梨紅様は仲良しこよしをしている場合ではないと、遠回しに仰っている。
こうなったのは煌月殿下に頼まれたからと、わたくしが香麗様と仲良くしすぎたせいかもしれませんね。
香麗様の気持ちも分かりますが、それにしても梨紅様は遠回しに上手いこと仰いますわね……
そう思っていると、久しぶりに聞く声がする。
「あら、皆さまのご心配には及びませんわ」
その言葉にわたくしたちお妃候補は一斉に振り向く。
「万姫様……」
わたくしは少し驚いて、ぽかんと口が開いてしまう。
「ご無沙汰しておりますわ。その節はお騒がせして、申し訳ありません。わたくし、北の離れで頭を冷やして参りました。ですから、今後もよろしくお願いいたしますわ」
告げて一礼すると、万姫様が自らの席へ向かう。
騒ぎを起こしたことに対してお詫びはあったものの、わたくしに手を上げかけたことに対するお詫びはありませんでしたわね。おまけに万姫様とは一切目が合いませんでしたし……
そう思っていると、わたくしたちのやり取りを見ていた女官や宮女達がひそひそと話す声がする。
「今の見ました? 雪花様に謝罪されませんでしたよね?」
「本当に反省されたのかしら?」
彼女たちの疑問は最もだった。
反省、されているのかしら? と、わたくしも少し疑問に思う。でも、万姫様はプライドの高い方。ですから、“皆さまがお揃いの中でご自分の非を認めたくないだけ”ということもあり得ますわよね?

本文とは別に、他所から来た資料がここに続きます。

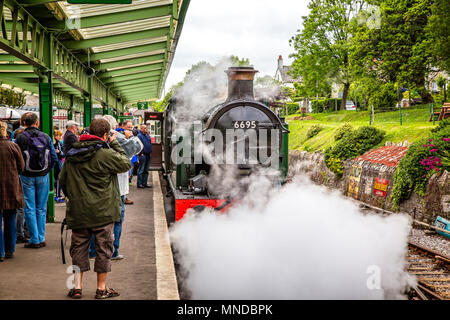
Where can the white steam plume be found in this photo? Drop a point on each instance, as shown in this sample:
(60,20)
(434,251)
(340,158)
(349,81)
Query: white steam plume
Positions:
(202,90)
(300,241)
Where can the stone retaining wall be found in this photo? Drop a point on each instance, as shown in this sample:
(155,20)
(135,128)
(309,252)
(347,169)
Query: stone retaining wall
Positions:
(361,182)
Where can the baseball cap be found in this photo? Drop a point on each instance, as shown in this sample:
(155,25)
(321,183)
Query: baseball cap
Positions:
(72,123)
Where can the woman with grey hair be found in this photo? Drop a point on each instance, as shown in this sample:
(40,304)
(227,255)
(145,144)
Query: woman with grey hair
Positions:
(11,192)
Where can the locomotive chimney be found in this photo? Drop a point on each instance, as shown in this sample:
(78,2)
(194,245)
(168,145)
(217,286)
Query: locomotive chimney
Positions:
(240,83)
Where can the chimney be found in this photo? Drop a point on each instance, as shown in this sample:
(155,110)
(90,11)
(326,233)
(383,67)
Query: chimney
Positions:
(240,83)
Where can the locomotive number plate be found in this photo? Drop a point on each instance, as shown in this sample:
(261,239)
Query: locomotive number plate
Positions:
(245,124)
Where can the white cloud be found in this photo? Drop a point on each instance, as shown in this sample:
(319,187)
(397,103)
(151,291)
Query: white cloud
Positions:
(255,29)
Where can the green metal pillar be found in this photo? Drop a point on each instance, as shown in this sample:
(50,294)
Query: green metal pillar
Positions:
(46,113)
(88,107)
(70,111)
(46,125)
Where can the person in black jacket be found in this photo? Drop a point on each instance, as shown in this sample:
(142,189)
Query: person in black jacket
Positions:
(40,157)
(70,137)
(144,158)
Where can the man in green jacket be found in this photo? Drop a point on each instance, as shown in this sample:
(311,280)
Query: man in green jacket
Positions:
(89,181)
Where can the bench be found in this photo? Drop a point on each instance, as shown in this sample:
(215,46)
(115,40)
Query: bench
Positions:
(442,114)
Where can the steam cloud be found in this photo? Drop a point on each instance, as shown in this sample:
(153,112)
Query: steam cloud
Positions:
(300,241)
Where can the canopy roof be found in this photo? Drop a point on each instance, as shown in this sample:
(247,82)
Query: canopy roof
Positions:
(130,47)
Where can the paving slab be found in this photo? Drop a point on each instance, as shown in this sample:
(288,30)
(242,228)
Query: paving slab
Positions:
(39,273)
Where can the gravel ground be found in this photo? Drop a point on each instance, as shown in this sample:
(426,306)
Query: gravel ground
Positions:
(433,241)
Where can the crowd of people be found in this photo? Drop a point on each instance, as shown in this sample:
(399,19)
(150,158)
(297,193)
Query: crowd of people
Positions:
(92,169)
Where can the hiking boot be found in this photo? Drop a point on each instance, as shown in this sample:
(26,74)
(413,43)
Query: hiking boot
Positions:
(21,240)
(32,245)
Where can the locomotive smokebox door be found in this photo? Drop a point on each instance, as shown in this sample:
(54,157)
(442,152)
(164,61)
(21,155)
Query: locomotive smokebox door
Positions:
(154,122)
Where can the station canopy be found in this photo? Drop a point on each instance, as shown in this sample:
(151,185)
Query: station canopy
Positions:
(117,53)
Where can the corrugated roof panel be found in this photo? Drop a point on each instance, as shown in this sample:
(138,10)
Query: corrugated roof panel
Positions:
(88,10)
(135,65)
(136,55)
(128,44)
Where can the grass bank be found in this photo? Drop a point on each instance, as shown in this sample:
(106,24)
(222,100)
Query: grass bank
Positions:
(415,125)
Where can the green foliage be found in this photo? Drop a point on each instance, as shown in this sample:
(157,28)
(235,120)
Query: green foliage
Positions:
(439,33)
(385,98)
(322,47)
(351,145)
(397,51)
(313,131)
(292,107)
(11,98)
(335,165)
(342,130)
(413,172)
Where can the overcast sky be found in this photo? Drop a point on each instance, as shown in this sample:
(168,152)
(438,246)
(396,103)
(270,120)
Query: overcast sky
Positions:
(255,29)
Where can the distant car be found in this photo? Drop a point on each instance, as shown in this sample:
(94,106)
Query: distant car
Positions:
(350,105)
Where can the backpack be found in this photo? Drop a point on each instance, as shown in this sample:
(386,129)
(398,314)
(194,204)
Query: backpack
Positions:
(37,156)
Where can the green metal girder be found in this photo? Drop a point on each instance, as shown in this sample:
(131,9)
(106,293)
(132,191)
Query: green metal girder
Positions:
(120,38)
(8,58)
(134,81)
(137,75)
(128,62)
(35,2)
(138,97)
(117,17)
(144,94)
(141,93)
(138,86)
(124,52)
(14,75)
(121,72)
(17,67)
(138,89)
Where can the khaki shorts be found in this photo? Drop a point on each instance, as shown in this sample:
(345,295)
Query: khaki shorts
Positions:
(79,248)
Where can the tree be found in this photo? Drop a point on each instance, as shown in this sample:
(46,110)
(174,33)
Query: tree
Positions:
(439,31)
(323,46)
(396,52)
(442,82)
(11,98)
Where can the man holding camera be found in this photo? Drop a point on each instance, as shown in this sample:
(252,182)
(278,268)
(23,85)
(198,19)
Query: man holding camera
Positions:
(89,179)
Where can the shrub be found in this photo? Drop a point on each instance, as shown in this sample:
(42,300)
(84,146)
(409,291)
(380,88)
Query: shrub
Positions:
(423,159)
(292,107)
(325,105)
(313,131)
(342,130)
(352,144)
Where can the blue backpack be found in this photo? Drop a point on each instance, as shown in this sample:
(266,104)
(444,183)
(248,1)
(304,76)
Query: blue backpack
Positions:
(37,156)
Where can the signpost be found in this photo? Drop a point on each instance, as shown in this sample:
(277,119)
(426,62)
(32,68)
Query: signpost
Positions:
(143,105)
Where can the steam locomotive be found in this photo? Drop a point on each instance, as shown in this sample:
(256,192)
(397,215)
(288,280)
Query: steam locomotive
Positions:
(239,119)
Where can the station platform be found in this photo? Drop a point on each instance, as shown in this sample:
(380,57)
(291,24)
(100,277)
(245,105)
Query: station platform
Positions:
(146,273)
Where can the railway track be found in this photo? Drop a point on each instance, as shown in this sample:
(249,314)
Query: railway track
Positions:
(432,271)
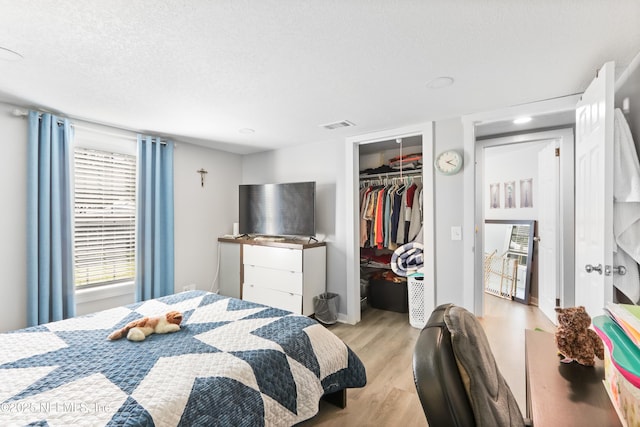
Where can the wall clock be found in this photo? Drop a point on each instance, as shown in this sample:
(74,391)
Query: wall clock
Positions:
(448,162)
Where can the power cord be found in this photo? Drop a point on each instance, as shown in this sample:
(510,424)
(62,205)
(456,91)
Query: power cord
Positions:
(215,278)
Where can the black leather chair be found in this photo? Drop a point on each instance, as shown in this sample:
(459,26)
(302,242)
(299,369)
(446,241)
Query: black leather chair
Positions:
(456,375)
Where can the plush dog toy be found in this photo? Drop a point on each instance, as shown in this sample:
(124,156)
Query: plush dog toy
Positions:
(574,339)
(139,329)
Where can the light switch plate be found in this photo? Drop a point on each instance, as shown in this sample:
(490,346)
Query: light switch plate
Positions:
(456,232)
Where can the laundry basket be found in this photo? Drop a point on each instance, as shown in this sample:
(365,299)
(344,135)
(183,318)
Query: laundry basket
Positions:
(418,311)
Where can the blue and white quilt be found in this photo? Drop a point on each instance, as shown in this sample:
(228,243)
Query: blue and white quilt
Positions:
(233,363)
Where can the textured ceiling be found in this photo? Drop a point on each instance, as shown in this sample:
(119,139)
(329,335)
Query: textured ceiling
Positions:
(201,71)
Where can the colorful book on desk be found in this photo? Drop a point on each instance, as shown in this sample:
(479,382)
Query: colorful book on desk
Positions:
(625,354)
(628,318)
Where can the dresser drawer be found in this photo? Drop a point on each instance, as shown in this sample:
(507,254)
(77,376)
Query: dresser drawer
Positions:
(273,298)
(280,280)
(275,258)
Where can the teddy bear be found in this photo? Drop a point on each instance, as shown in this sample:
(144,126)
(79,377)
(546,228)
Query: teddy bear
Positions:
(574,339)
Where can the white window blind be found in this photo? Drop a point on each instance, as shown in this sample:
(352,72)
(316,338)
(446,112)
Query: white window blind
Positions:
(105,212)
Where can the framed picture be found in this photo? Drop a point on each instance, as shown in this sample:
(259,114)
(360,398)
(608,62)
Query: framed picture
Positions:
(510,194)
(494,196)
(526,193)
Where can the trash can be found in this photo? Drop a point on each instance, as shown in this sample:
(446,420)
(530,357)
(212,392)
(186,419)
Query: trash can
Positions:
(326,308)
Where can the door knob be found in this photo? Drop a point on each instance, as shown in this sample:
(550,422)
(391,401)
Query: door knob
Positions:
(589,268)
(620,269)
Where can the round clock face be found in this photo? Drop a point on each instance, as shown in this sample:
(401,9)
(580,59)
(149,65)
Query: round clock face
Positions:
(448,162)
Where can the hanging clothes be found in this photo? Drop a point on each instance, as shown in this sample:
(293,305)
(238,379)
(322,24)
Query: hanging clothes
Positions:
(390,213)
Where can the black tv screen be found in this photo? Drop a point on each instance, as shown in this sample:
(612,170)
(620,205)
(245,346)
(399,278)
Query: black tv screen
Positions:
(278,209)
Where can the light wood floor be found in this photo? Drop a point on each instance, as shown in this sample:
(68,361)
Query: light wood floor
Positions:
(384,341)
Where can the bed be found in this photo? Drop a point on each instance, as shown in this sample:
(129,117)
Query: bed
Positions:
(231,363)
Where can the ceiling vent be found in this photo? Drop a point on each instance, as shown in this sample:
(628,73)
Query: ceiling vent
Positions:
(337,125)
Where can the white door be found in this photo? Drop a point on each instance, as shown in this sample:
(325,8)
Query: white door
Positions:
(548,207)
(594,193)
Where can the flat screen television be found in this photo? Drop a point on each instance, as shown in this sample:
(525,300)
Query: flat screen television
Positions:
(286,209)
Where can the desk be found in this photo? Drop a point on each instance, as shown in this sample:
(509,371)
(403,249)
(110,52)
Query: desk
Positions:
(560,394)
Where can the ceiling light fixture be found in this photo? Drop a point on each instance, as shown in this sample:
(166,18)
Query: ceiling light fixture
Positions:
(337,125)
(9,55)
(440,82)
(522,120)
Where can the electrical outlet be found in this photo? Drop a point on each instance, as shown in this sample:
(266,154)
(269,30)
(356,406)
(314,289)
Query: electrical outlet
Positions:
(456,232)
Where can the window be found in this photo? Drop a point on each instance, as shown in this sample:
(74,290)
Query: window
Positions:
(105,212)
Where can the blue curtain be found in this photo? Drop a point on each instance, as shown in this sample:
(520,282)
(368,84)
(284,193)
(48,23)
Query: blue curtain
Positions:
(50,287)
(154,238)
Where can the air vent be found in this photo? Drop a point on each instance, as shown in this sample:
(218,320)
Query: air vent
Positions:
(337,125)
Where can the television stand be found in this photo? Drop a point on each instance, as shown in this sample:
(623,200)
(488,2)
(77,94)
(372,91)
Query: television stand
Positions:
(269,239)
(286,274)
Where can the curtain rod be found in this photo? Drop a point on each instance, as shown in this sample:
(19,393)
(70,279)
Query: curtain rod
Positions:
(17,112)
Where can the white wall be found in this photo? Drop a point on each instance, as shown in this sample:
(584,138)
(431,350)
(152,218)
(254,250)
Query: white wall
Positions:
(323,163)
(511,163)
(13,227)
(448,213)
(202,214)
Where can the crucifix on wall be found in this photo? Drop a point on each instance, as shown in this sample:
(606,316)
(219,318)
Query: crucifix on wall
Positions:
(202,173)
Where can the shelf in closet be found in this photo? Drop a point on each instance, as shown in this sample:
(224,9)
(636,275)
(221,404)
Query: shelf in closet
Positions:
(412,172)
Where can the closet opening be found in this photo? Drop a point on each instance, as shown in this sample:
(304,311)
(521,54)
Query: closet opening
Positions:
(391,206)
(390,215)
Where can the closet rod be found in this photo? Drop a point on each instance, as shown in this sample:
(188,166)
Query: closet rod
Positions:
(392,174)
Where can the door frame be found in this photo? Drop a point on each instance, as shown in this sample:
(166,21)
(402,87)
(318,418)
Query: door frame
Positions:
(352,181)
(473,294)
(565,260)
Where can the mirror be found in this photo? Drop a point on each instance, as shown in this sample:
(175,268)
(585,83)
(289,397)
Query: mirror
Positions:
(508,252)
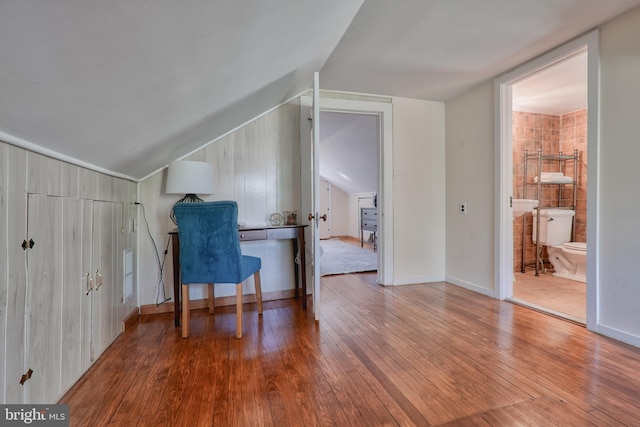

悶々と考えていると皇貴妃様と月鈴様。そして、貴妃様が立て続けにいらした。それから少し遅れて皇后両下、煌月殿下がいらっしゃると最後に皇帝陛下が現れた。瞬間、それまでヒソヒソ話し声がしていた会場の空気がスッと変わる。
皇帝陛下が着席されて「では始めようか」と声を掛けられると、薄緑の衣を纏った宮女たちが給仕に動き出した。それが夏の宴の始まりの合図だった。